Telekom – 5000 Betriebe mit Glasfaser, dank Micro-Trenching

Glasfaser ist aktuell der Evolutionsschritt den der heimische Hausanschluss machen kann. Bei Unternehmen sieht es ähnlich aus. Doch der Glasfaserausbau geht schleppend voran, denn hoher Zeit- und Kostenaufwand kann sich nicht jeder leisten. Aus diesem Grund wurde Micro-Trenching „erfunden“ Eine neue Art des Glasfaserausbaus, der Tiefbau, Sperrungen und kaputte Vorgärten überflüssig macht. Dazu wird mit einer Diamantfräse der Gehweg oder die Straße einen schmalen Spalt aufgefräst, in welches dann das Leerrohr für das Glasfaserkabel kommt.

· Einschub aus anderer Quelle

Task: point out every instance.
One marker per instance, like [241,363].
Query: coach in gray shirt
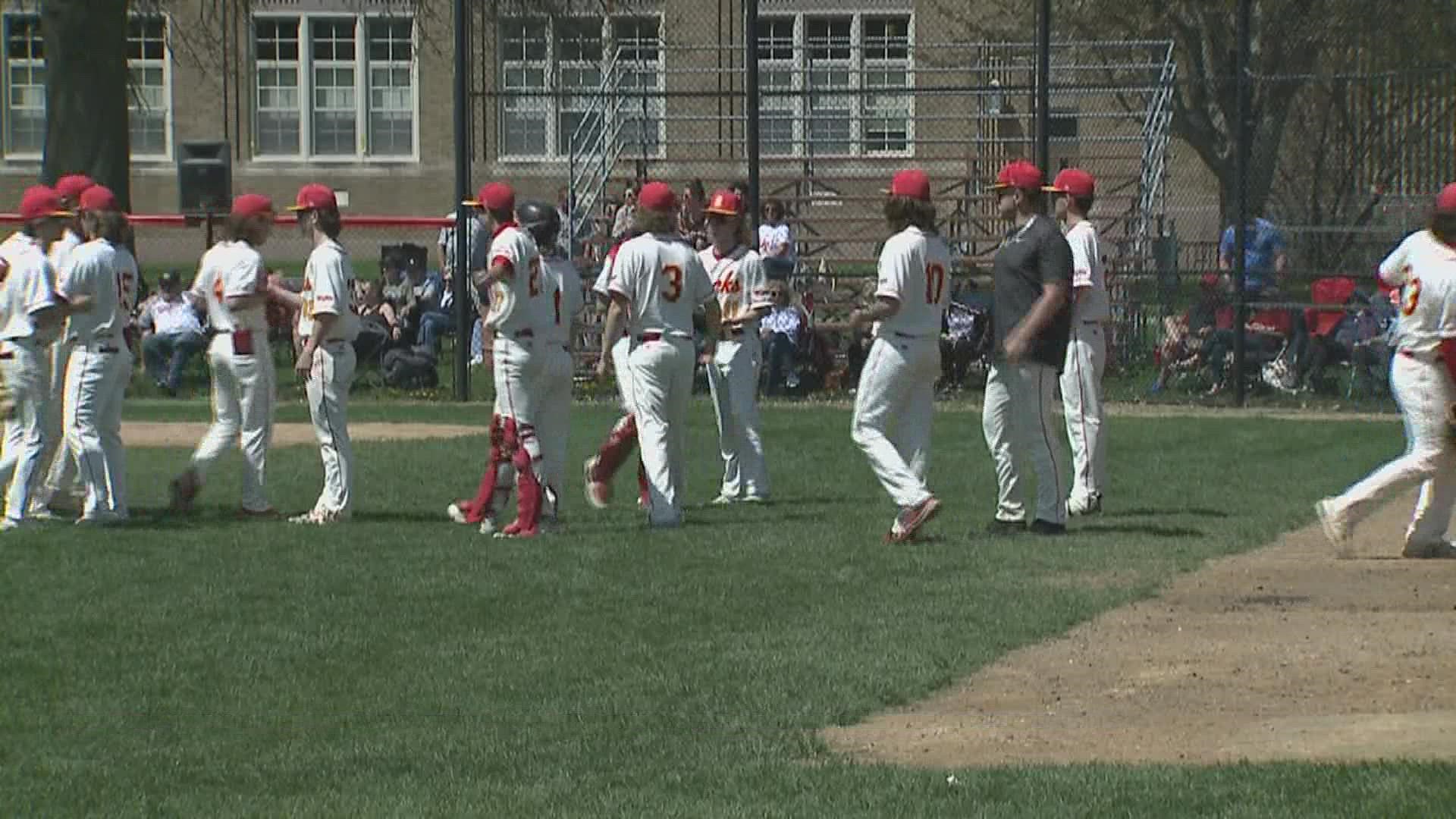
[1033,318]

Nach der erfolgreichen Erprobung wird die Telekom nun genau dieses Verfahren nutzen, um 20 Gewerbegebiete in 14 deutschen Städten an das Glasfasernetz anzuschließen. Dadurch haben rund 5000 Betriebe Internet mit einer Geschwindigkeit von bis zu 1 GBit/s, auch synchron.

Gegenüber Golem sagte Hagen Rickmann, Geschäftsführer Geschäftskunden der Telekom Deutschland: „Im Zentrum unserer Glasfaser-Ausbaustrategie stehen Gewerbegebiete. Wir freuen uns, unseren Geschäftskunden in zunächst 14 deutschen Kommunen Glasfaseranschlüsse in den Gewerbegebieten anbieten zu können.“ Bei Privatkunden setzt man scheinbar weiterhin auf Vectoringzugänge, was mich persönlich ein bisschen traurig macht, aber es lohnt sich halt wirtschaftlich aktuell einfach noch nicht.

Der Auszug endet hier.